As Malcolm Doolin’s book ‘The Boys of Blackhorse Lane’ was launched this month, Douglas Patient looks at the life of a young student who was killed in the Great War.
At the breakout of the war in 1914, the area around Blackhorse Road School, now Willowfield Humanities College, had become the most densely populated in Walthamstow.
Rows of housing were built to accommodate the workers of newly built printing and engineering factories, and Blackhorse Road School was built in 1901 to teach the children of these families.
This contrasted to the picture just 20 years before this in 1894, as the Ordnance Survey documents the area as mostly being fields.
The memorial, which can now be seen in the foyer of Willowfield, commemorates the 52 boys and three teachers who died in the war from the school.
The average age of the people named is 20 years and 3 months, with 20 of them having no known grave.
Author Malcolm Doolin said: “The memorial has survived 100 years and this is very unusual.
“It was unveiled in 1920 and moved into the hall in the 1960s, finally being moved to the new school last year.”
One of the names on the memorial, James Vickery, was born in October 1897 in Walthamstow and was living in Pasquier Road with his parents and five older siblings.
He joined Blackhorse Road School in 1905 and left at the age of 14 in 1911, working in a Post Office at the GPO Eastern District Office in Whitechapel Road where his name is on its war memorial.
James went to France on August 11, 1915, to join the 7th Battalion Seaforth Highlanders.
It was not clear why he joined this kilted regiment but he would have been involved in the Battle of Loos from September to October 1915, a major British attack in France.

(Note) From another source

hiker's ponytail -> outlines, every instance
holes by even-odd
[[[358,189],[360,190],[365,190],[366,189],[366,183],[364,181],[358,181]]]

James was promoted to Lance Corporal and in June 1916 was awarded the Distinguished Conduct Medal.
The reason why he was awarded the medal was documented in a Daily Express article from June 24, 1916, which said James played a mouth organ to rally his fellow troops for an attack.
He visited his old Walthamstow school on February 15, 1917, to show his medal to pupils but was reported missing on September 13 and his body never recovered.
His death at the age of 20 was reported in the Walthamstow Guardian on September 29.
James was awarded the 1915 Star as a Private and the Victory and War Medals as a Lance Corporal.
Mr Doolin said: “I got stuck researching about James but got a stroke of luck by googling ‘James Vickery medal’.
“I found that his story, medals and mouth organ are now in the Highlanders Museum, given to it by James’s nephew in 1985.
“Quite where he was and how he died is a mystery.
“Mouth organs were very popular then and were not an unusual thing for soldiers to carry.
“The Daily Express actually ran a campaign to send mouth organs to soldiers in 1916 and James’s is one sent to him from the paper.”
This is only one of 55 individual stories which could be told about the “Blackhorse Road Boys”.
Mr Doolin added: “These are more than just names on a memorial.
“No one expected the boys of Blackhorse Road School to change things but these boys lived in exceptional times.
“They were asked to do something special.
“If they had lived who knows that they could have achieved but we will never know.”